Le patron du Bugaled Breizh signale sa position mais ne donne aucune explication à sa situation. Un deuxième contact radio a lieu peu après. Mais la liaison devient vite inaudible. Le Bugaled Breizh a sombré par 87 m de fond. Il n’y a aucun survivant.
Dès le 23 janvier, une information judiciaire pour homicides involontaires est ouverte par le parquet de Quimper. Dans un premier temps, la piste d’un abordage avec un cargo est évoquée. Une hypothèse abandonnée après le renflouement de l’épave en juillet 2004.
En 2005, des experts de l’Ifremer, Jean-Paul George et François Théret, nommés par les juges d’instruction quimpérois, expliquent le naufrage par l’intervention d’une « force exogène » à une profondeur située entre 40 et 60 m.
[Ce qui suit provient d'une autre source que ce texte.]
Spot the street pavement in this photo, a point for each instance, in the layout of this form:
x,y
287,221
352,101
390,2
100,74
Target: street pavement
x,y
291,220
En d’autres termes, un sousmarin serait à l’origine de l’accident. Il aurait accroché une fune, l’un des câbles en acier reliant le chalut au navire de pêche.
Un accident de pêche ?
Un important exercice militaire de l’Otan impliquant la participation de plusieurs sous-marins avait été programmé à partir du 16 janvier 2004 dans le secteur où s’est produit le naufrage. De quoi alimenter la suspicion. Celle- ci se portera successivement sur un sous-marin néerlandais, le Dolfijn, puis sur un sous-marin britannique, le HMS Turbulent.
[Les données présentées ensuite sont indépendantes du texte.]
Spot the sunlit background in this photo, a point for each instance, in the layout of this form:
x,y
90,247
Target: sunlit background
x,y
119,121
Mais, en novembre 2006, le rapport du Bureau enquêtes accidents mer (BEA Mer), un organisme dépendant du ministère des Transports, écarte l’hypothèse du sous-marin et conclut à une « croche molle ». Le naufrage ne serait qu’un banal accident de pêche. Les familles des victimes sont consternées. Leur avocat, Me Christian Bergot, dénonce « un mensonge d’État ».
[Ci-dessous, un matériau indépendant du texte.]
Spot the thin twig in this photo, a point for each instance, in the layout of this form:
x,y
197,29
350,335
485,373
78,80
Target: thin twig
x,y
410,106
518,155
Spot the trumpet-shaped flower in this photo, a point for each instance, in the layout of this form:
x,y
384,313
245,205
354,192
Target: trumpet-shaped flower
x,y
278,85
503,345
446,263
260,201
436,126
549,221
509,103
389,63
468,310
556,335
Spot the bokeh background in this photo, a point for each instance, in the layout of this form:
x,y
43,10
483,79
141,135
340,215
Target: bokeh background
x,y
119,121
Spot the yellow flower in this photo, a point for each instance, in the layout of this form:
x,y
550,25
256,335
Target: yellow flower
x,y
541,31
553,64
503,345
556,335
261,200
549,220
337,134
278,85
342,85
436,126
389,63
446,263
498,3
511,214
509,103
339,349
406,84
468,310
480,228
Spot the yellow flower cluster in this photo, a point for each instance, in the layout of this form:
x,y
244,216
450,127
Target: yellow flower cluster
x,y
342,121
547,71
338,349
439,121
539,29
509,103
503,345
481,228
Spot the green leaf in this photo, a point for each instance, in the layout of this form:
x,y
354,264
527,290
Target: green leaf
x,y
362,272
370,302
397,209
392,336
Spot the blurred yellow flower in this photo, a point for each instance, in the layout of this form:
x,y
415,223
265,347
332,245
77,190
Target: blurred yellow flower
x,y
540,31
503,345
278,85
L’affaire se complique encore quand, en avril 2008, le parquet de Quimper impute le naufrage du Bugaled Breizh à un accident de pêche et non à un sous-marin, contredisant totalement ce qu’affirment les juges d’instruction.
Nouveau rebondissement en juillet 2008. Un expert commis par les juges d’instruction, le contre-amiral
Dominique Salles, un ancien sousmarinier, estime « hautement probable » qu’un sous-marin soit à l’origine du naufrage. Mais expertises et témoignages dans la presse ne permettent pas de faire avancer la procédure. En 2014, les juges d’instruction nantais qui ont récupéré le dossier rendent un non-lieu. Ils ne tranchent pas entre la thèse de l’accident de pêche et celle du sous- marin. Ce non-lieu met fin à l’enquête ouverte pour homicides involontaires. Une décision confirmée en 2016 par la Cour de cassation.
Trois semaines d’audiences à Londres en 2021
L’espoir des familles des victimes se reporte alors sur la justice britannique. Après le naufrage, celle- ci a ouvert une enquête (Inquest, en anglais) visant à rechercher les causes de la mort de deux marins du Bugaled Breizh, dont les corps ont été retrouvés dans les eaux britanniques par les hélicoptères de sauvetage. Cette procédure a rapidement été suspendue lorsque la justice française a lancé ses propres investigations. Puis a repris après le non-lieu prononcé par la justice française.
Après un début d’enquête à Truro en Cornouailles dès 2015, l’affaire a finalement été dépaysée à Londres, où sont programmées trois semaines d’audiences à l’automne 2021 dans l’enceinte de la Royal Courts of Justice. Ces audiences ont pour but d’éclaircir les circonstances du naufrage et d’apporter des réponses aux familles endeuillées. Une trentaine de témoins sont entendus : marins pêcheurs, pilotes d’hélicoptère, responsables du sauvetage en mer, militaires des marines britannique et néerlandaise…
Parmi ces derniers, le commandant du sous-marin britannique Turbulent, parfois présenté par les familles des victimes comme le possible naufrageur du Bugaled Breizh. Mais, témoignant sous serment, Andrew Coles déclare que son navire se trouvait à quai le jour du naufrage, le 15 janvier 2004. Une affirmation corroborée par le journal de bord du sous-marin.
Cette procédure britannique ne révèle pas de faits nouveaux. Le juge Nigel Lickley refuse d’auditionner l’expert français Dominique Salles qui a orienté les investigations sur la piste d’un sous-marin américain en mission de renseignement dans la Manche. Une simple « spéculation », estime le juge Lickley qui préfère visiblement s’appuyer sur les conclusions du rapport du BEA Mer.
Un coup dur pour les familles
Les us et coutumes de la justice britannique ne sont pas ceux de la justice française. Le juge Lickley se montre particulièrement agacé qu’une équipe de télévision ait pu filmer l’audition des marins de l’Éridan, qui témoignaient par visioconférence. Il réclame aussi des explications à un avocat français, Me Dominique Tricaud, qui a commenté publiquement les déclarations du commandant Coles devant le palais de justice. Ces incidents n’augurent pas d’un jugement qui donne satisfaction aux familles des victimes.
Effectivement, dans sa décision rendue le 5 novembre 2021, le juge Lickley affirme que les marins du Bugaled Breizh sont morts dans « un accident de pêche n’impliquant aucun autre bâtiment sous-marin ou de surface ».
Une véritable douche froide pour tous ceux qui misaient sur la justice britannique en espérant qu’elle examine toutes les pistes et qu’elle fasse définitivement la lumière sur le naufrage du chalutier bigouden.